Expressed limitations for Apple's iPhone Software Development Kit -- including the inability to run third-party applications in the background, inability to access the calendar, telephony and other functions and most importantly lack of access to specific frameworks that are used by "jailbreak" applications and Apple's own applications -- are artificially imposed and can be circumvented, iPhone Atlas has learned.

Official third-party applications run in a sandbox that limits their access to system components and places restrictions on background operation. They make use of a set of APIs overlaid upon the underlying APIs, which have been hidden from access via the official SDK tools but can still be accessed by applications built with unofficial toolchains; this includes many of the "jailbreak" applications currently in circulation.
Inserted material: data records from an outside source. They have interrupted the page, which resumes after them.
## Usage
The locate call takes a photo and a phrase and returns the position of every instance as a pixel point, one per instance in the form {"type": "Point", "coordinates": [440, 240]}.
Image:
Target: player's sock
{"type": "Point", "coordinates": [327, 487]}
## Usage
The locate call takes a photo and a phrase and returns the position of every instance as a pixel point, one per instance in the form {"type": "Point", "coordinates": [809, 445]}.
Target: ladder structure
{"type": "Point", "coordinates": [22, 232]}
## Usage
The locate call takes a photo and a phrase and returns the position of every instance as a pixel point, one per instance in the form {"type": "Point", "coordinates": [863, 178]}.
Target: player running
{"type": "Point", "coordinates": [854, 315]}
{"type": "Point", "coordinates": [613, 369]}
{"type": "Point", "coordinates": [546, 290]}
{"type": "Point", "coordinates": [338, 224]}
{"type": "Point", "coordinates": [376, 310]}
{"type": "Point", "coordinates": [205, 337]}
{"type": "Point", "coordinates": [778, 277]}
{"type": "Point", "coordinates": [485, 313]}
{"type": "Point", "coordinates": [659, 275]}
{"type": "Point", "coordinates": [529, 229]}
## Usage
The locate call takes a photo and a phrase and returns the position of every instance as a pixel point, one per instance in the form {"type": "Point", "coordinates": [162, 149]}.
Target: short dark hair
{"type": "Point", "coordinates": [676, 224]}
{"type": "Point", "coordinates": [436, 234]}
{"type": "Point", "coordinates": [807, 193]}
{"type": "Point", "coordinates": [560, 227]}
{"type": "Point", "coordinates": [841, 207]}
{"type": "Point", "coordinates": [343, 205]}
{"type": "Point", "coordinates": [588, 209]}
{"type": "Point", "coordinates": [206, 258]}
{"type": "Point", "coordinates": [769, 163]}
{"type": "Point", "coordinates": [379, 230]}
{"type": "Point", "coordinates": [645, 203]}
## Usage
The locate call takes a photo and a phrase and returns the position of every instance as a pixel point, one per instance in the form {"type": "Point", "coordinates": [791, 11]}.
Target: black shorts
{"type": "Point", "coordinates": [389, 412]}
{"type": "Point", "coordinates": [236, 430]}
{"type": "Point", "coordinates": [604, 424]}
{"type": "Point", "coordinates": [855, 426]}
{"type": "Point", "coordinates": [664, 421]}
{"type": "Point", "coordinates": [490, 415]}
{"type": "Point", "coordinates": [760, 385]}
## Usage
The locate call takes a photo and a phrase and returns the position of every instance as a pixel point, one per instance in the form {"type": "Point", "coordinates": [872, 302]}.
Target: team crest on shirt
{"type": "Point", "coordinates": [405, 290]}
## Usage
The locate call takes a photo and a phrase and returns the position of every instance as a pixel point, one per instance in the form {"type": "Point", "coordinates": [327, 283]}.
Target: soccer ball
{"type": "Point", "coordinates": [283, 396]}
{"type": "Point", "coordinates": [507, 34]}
This means that applications operating outside the bounds of Apple's restrictions will, in theory and initial testing, be able to run on the forthcoming, SDK-compliant iPhone OS (dubbed version 2.0 by Apple but distributed as 1.2).

Despite Apple's insistence that the SDK available to third-party developers consists of the same tools the company uses in-house, Apple's own applications can do things that can only be accomplished today with the open toolchain APIs (the unofficial SDK). Some developers hope that with a successful jailbreak -- allowing full read/write access -- of iPhone OS 2.0 (or 1.2), applications that are allow unfettered access to iPhone system components can be offered.

In fact, developers have already been successful in building current unofficial iPhone applications that clearly violate Apple's restrictions -- including a popular NES emulator -- that run under Aspen (iPhone OS 1.2 ) without any code changes.

Jonathan Zdziarski, author of the NES emulator, told us:

"I have just finished building NES.app (my Nintendo emulator) for Aspen, which is one of the more complex iPhone applications, and managed to do so without making any code changes whatsoever. The lower-level APIs, which are largely used by Apple's own preloaded applications, are all just as accessible to jailbroken iPhones as they were with 1.0 and 1.1."

In other words, iPhone applications written with the unofficial development environment can function fully under coming, SDK-compliant OS revisions.